ANU Vice-Chancellor Brian Schmidt AC. Photo by Stuart Hay.

New ANU Vice-Chancellor Brian Schmidt AC. Photo by Stuart Hay.

New chief takes the reins

With an acclaimed academic career most researchers would be proud of new ANU Vice-Chancellor PROFESSOR BRIAN SCHMIDT AC is ready for his next challenge.

He has big plans and even bigger dreams for the future of ANU and he sat down with RICHARD FOX to explain.

You can hear more of this interview by clicking on the Soundcloud link on the right hand side.

ANU nearly missed out on Brian Schmidt.

More than 20 years ago, with a PhD in his hand, Schmidt applied three times for astronomy jobs at the University.

He was successful on the third attempt.

"ANU has one of the top 10 astronomy departments in the world. I really wanted to be here," he says.

"When I did get the job, it was a three-year contract. It was three years where ANU gave me the support I needed to do this crazy experiment to measure the future of the universe by looking into the past.

"I didn't have a lot of money but I did have all of my time and a lot of support in a great environment. That is what I want every staff member to have at ANU."

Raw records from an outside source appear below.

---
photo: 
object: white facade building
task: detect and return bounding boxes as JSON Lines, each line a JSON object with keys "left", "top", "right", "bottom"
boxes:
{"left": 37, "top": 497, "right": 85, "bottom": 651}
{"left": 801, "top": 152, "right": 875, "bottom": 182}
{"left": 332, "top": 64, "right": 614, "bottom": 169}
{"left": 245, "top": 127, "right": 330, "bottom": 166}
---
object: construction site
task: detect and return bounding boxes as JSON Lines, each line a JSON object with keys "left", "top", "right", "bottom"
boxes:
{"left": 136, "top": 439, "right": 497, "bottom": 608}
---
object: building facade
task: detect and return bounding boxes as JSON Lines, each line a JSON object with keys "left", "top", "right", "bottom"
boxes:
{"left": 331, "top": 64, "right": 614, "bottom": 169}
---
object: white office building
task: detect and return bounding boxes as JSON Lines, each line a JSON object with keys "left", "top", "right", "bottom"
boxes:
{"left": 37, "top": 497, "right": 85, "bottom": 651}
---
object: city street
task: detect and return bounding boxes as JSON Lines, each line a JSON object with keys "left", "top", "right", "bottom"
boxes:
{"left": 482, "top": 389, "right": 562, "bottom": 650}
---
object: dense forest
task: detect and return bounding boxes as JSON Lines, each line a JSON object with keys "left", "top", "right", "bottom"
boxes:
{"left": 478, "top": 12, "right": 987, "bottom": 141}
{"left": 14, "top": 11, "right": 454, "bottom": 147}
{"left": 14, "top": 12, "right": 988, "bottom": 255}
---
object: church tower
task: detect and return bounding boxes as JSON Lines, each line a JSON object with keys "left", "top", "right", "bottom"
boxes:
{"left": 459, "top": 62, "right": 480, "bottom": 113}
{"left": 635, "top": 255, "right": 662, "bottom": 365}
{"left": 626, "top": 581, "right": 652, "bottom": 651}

That experiment ultimately led Schmidt - the new ANU Vice-Chancellor - and his team to win the 2011 Nobel Prize in Physics.

However, he admits he was close to not being at ANU when his renowned discovery occurred.

"At the beginning of 1997, there was another ANU job opening and I applied for it. I didn't get it; I was fourth on the list. So I started thinking about what else I was going to do," he says.

"I was thinking about becoming a high school teacher because that appealed to me. Then, three people turned down the job and I took it.

"My initial position finished on 31 December 1997 and on 8 January, eight days later, I realised the universe was accelerating. We published our findings two months later.

"Research is a close run thing. I would have been fine, I would have had a great life and I would have done something else but I wouldn't have won a Nobel Prize.

"That's the way research is, you don't know when the next breakthrough is. All you can do is back people as best you can."